あーだ、こーだ、と法王に対し、出発を引き延ばしたお陰で、その間も平和は維持された。
アッコン到着
初めて見る若き皇帝に、住民たちは歓声を上げた。しかし、皇帝の到着と同時に、法王からの「破門した皇帝には従わないこと」という勅命も届き、アッコンのキリスト教徒たちは動揺した。
3つある騎士団も、法王につくか、皇帝につくか? ドイツ人のみで結成されたチュートン騎士団は勿論のこと、テンプル騎士団、病院騎士団すべて皇帝につく。法王には、「今の所、という条件付きで皇帝に従います」と苦しい言い訳。(;^_^A
交渉
アル・カミ―ルが交渉人に選んだのは、ファラデン。彼と同年代のフリードリッヒは通訳無しで向かい合う。これにはファデランも、かなり驚いたらしい。中近東は初上陸の皇帝が彼らの言葉を話すのだから。好印象だったことは間違いない。二人はチェスをしながら、常に親しげな雰囲気で交渉が進むのが常だったらしい。

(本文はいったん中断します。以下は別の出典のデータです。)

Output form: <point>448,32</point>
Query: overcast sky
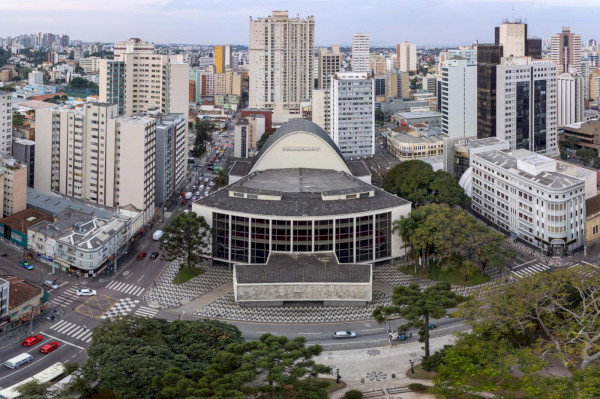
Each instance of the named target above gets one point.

ファデランが持ち帰る話を聴いたアル・カミ―ルとフリードリッヒは文を交換する。時には詩を書き送ったらしい。
ある時、フリードリッヒはファデランに西洋式の儀式にのっとって、騎士に叙任したことがあった。少年の頃を思い出し、
「お前も騎士にされちゃったか!」と談笑したかもしれない、とは塩野さんの想像。(#^^#)
講和締結
1228年、実際には一度も合わなかった二人だが、フリードリッヒとアル・カミ―ルの間に講和が成立した。
ただ、第一級資料なのに、この講和の原文は残っていないらしい。キリスト教側は、「破門した者による十字軍は認めなかった」から。 イスラム側は、21世紀になった今、「イスラムの屈辱」となっているらしい。残念すぎる解釈!!!
いずれにせよ、項目・一、としてよい点は、「イスラム側は、イェルサレムをキリスト側に譲り渡す。ただし、東側の非武装の3分の1はイスラム地区として残す」
🉂 イェルサレムは「イスラム地区」を除いた全市はキリスト側に譲渡されるが、その周辺一帯は、イスラム側として残る。
3,4,と続き、5は、双方が保管している捕虜を釈放する。
最後に、この講和の有効期限は、10年とする。
1239年2月までは平和が続くことになり、更新の可能性もあった。
平和の接吻
1230年9月。「仲直りセレモニー」は60歳の法王グレゴリウスと36歳のフリードリッヒが、互いに肩を抱いて、接吻することで終わった。波紋は解かれたのだった。
フリードリッヒは、その後も、交渉相手だったフェラディンに手紙を送り続けている。それらはアラビア語で書かれ、アル・カミ―ルに通じることを見通して、であった。
親しい間柄の友人に書いた手紙としか思えない内容だったという。有効期限が切れた後も、共生は続いていたのだった。
それが破れるのは、1248年になってから。
フランス王ルイ9世率いる第七次十字軍がエジプトへ向けて出港する。だがわずか2年後に彼は捕虜となる。この知らせはフリードリッヒにも届いていただろう。それから4か月が過ぎる頃、フリードリッヒはこの世を去った。1250年12月13日、56歳を迎える二週間前だった。